Your customers don’t want to be trained, your customers want you to make them look good in front of their boss, get them promoted, and generally make their lives easier. Don’t try and educate your customers, sell them on what’s in it for them if they adjust their behaviors (e.g. use your web-to-print system, submit print-ready PDF files, etc.)

By Jennifer Matt
Published: March 30, 2016

Don’t Try and Train Your Customers.

My customers won’t send me print-ready PDFs.

My customers won’t use our web-to-print system.

My customers refuse to use our FTP site.

My customers won’t use our proofing software.

Sound familiar?

Your customers don’t work for you, they have full time jobs, and for most people interacting with suppliers is a small part of what they have to do accomplish day. Utilizing your systems, the way you want them to isn’t ever going to be their top priority. Do you want to increase the chances of your customers NOT adopting your systems? Introduce your solution with an opportunity to train you customers how to use them! That will for sure seal the deal, no chance. 

Customers don’t want to be trained, customers want you to make their lives easier, make them look good to their bosses, increase their chances of a promotion or sometimes just to keep their current employment. Sitting through a training on how to interact with your business doesn’t do anything for the customer, except keep them for working on things that are important to them.

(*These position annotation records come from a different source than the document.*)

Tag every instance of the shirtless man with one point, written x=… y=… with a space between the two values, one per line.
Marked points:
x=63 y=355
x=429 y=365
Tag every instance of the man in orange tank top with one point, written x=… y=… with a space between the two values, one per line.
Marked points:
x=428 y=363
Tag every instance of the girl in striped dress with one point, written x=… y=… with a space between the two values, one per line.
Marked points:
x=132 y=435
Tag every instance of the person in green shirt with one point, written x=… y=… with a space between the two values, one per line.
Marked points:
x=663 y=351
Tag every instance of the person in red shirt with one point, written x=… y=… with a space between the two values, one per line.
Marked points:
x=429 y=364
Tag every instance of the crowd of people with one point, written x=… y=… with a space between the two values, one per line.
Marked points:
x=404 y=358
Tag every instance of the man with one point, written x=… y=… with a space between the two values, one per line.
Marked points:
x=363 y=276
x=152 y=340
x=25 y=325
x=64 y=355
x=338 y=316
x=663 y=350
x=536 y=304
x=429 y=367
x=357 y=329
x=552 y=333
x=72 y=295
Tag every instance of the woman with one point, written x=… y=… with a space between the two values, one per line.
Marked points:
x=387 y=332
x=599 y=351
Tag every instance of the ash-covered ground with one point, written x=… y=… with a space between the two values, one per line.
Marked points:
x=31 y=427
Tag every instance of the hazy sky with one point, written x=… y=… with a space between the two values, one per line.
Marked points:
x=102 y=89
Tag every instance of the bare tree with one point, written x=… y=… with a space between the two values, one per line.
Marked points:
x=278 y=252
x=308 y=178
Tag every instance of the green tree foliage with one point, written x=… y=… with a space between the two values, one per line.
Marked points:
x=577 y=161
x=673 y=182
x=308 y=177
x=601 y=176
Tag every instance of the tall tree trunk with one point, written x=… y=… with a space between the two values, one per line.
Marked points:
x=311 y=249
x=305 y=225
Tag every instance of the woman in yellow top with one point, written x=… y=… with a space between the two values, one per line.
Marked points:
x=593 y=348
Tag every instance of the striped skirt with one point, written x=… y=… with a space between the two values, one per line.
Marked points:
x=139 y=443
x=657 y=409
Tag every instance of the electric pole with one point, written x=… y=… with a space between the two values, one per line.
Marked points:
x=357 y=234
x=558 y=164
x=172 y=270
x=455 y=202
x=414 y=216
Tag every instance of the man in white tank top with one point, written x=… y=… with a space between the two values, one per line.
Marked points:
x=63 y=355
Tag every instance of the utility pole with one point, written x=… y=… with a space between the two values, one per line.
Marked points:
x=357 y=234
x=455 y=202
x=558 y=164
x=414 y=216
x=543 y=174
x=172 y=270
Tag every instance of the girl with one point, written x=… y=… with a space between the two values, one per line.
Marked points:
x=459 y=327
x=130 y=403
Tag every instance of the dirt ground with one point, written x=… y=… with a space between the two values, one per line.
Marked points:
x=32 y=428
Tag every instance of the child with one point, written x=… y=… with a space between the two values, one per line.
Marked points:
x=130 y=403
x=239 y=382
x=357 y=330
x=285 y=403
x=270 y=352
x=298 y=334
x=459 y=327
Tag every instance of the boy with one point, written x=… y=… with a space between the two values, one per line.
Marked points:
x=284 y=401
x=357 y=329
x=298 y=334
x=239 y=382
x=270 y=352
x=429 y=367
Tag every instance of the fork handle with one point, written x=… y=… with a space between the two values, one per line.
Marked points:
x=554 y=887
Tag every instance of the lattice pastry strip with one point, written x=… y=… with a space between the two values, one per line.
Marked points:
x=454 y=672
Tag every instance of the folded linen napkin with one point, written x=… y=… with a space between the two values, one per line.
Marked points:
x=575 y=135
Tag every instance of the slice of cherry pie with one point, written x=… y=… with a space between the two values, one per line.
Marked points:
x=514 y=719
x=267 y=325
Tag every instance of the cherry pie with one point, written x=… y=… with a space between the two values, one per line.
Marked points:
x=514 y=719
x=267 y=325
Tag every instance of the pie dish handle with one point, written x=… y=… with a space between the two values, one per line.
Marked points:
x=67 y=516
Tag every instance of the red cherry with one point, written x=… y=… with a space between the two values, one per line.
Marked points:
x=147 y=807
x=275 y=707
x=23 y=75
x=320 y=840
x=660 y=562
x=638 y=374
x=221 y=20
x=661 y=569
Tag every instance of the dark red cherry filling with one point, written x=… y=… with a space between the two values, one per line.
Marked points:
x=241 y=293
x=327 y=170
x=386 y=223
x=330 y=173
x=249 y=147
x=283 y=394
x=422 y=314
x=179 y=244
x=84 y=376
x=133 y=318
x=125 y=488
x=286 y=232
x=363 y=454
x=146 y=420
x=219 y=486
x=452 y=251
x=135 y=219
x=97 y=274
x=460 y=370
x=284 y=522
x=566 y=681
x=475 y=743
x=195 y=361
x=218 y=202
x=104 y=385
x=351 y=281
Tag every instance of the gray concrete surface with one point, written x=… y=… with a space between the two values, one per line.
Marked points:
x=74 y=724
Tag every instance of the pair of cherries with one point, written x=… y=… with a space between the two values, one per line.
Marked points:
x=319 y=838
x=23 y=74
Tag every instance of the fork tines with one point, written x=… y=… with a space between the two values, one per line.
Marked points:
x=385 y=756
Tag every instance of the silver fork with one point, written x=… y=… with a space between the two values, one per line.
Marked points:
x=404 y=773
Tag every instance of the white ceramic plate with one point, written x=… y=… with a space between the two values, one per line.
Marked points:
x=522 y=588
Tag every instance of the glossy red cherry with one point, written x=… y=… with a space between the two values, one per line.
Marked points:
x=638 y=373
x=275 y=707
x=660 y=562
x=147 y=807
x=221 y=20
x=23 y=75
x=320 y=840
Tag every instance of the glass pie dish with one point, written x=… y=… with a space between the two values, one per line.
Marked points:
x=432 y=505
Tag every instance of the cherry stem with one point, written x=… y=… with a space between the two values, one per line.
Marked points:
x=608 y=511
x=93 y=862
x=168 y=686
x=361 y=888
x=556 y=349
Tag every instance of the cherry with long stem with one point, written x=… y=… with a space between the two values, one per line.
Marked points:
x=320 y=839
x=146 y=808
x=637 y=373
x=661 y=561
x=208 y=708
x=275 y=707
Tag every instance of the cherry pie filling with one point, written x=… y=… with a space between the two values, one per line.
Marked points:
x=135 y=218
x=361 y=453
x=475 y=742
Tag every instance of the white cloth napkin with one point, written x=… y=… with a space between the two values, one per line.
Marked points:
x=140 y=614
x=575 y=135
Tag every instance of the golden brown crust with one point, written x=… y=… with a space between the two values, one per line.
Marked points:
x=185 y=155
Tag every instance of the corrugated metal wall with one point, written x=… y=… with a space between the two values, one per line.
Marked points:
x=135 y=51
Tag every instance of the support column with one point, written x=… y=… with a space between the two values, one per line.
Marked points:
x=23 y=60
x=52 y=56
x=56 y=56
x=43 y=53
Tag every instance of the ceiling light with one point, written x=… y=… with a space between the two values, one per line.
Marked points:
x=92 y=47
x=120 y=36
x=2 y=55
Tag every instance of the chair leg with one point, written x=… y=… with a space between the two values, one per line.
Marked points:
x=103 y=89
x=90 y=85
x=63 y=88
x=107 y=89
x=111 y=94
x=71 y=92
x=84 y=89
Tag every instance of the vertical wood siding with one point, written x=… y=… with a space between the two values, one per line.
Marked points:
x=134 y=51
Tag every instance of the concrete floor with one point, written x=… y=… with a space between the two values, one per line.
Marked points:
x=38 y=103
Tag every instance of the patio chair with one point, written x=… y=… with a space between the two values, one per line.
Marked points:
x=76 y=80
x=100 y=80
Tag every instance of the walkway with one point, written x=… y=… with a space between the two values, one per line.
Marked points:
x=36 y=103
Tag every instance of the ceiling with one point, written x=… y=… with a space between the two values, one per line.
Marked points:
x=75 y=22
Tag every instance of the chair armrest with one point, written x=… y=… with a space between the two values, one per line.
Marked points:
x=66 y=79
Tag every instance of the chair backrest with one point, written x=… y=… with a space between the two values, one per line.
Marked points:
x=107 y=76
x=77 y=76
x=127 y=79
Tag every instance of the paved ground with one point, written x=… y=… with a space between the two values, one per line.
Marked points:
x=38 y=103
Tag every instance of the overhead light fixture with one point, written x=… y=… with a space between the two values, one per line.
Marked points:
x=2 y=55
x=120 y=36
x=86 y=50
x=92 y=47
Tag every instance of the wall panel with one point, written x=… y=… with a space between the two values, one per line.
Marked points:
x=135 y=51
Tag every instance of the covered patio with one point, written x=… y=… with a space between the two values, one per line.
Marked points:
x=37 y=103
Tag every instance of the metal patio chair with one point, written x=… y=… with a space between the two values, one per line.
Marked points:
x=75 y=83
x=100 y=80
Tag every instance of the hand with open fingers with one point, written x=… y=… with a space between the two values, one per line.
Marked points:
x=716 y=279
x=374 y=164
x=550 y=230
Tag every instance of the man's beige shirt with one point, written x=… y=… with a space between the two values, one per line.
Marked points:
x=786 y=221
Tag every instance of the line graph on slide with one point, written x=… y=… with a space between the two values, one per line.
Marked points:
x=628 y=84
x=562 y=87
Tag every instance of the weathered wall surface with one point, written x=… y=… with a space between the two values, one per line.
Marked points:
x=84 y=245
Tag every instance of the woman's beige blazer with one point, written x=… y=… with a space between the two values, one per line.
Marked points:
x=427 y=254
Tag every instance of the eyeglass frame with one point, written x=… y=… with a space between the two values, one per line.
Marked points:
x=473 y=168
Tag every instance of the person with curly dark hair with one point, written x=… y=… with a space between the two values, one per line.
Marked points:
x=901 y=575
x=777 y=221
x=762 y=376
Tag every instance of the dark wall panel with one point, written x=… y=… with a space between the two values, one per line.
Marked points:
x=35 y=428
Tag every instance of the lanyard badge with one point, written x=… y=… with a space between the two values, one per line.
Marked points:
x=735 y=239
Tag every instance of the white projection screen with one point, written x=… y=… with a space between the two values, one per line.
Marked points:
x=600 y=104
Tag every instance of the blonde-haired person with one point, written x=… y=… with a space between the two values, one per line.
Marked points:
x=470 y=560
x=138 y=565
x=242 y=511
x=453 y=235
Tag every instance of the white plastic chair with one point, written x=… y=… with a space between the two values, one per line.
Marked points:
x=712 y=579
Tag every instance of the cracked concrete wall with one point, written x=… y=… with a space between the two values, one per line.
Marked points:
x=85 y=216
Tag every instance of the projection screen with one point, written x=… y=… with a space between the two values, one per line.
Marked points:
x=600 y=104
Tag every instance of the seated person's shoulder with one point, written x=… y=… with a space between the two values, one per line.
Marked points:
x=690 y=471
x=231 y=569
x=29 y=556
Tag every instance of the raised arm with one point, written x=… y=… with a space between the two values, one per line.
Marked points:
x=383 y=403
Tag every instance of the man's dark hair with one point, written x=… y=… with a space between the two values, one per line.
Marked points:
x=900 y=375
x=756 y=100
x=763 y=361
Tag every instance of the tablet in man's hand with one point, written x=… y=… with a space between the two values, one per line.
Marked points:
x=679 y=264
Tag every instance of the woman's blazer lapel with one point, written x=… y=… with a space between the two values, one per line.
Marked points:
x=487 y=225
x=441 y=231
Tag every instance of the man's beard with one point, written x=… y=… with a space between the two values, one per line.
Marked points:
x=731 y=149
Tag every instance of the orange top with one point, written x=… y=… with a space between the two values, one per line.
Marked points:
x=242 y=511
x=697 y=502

Don’t assume the following: “if my customers simply had more knowledge about X, their behavior would change.” Knowledge doesn’t guarantee behavior change. For behavior to change, your customer has to understand “what’s in it for them” in a very simple and straightforward fashion. This means you have to step out of your perspective and step into the perspective of the customer. This is very hard for people. This is really hard for people who are on the receiving end of customer’s files, customer’s mistakes, customers failing to “get it” time and time again.

Changing customer behavior isn’t about training, it’s about selling. You have to sell the customer on a new behavior based on one thing, “how does this make my life easier, better, more efficient, cost less, etc.” Basically you have sell the customer based on what’s in it for them. If there is even a whiff of how it’s better for YOU (the printer), the customer will get skittish and feel like you’re asking them to do more work to make your life easier.

Changing customer behavior is a sales activity, don’t delegate it to your technical team who are naturally not so good at sales. Behavior change is emotional, not factual. Technical people hate that; they want customers to respond logically like computers do. 

The best time to change behavior is to eliminate the need for changing behavior in the first place. Have you ever heard of the phrase, “if you’re in a hole, stop digging?” We work with a lot of printers who are trying to optimize their workflows with their existing customers. While they are putting all this effort into optimization, they bring new customers in and fail to establish the desired behavior from the very beginning, hence they are simply lining up more and more customers to be resistant to change in the future.

Web-to-print is such a great example of this, you should have a clear evaluation of what customers/job types your web-to-print solution is optimal for and when new customers show up, get them on it right from the beginning. Present it like its “how you work” not a choice but the default. We are too insecure in our sales process, simply giving in to every whim of the customer even if it means the relationship will be less effective for both parties. 

Your sales team is constantly trying to find ways to make the customer’s lives easier. If you want to practice on your sales pitch to your customers, try and sell your sales team first. Your sales team has to believe in the idea, if they don’t they will make you out to be the bad guy and they will happily take on the good guy role with the customer. For example, I listened to a very talented pre-press and workflow resource at a printer describe in great detail to a customer how to prepare their files as print-ready PDFs and then how to upload them into their proofing system. The pre-press resource left the room and the sales representative said, “you can just send us native files via e-mail.” URG.

Don’t train, sell. If you have customer facing technology solutions that require training, they have missed the mark. The iPhone comes without a user manual and it might be the most complicated device the general public has ever used. Why did it achieve such wide spread adoption? It is easy to use. Your customer facing solutions have to be 10x easier to use than the systems you use behind the curtains. Most web-to-print solutions fail to understand the importance of the customer facing UI on adoption because they are selling to printers.

Don’t train customers, sell them on how behavior changes are good for them.

Jennifer Matt is the managing editor of WhatTheyThink’s Print Software section as well as President of Web2Print Experts, Inc. a technology-independent print software consulting firm helping printers with web-to-print and print MIS solutions. You can reach her at jen@whattheythink.com.

 

Discussion

By Gavin Anderson on May 05, 2016

Just thought you might like to know that you have some typos in this article.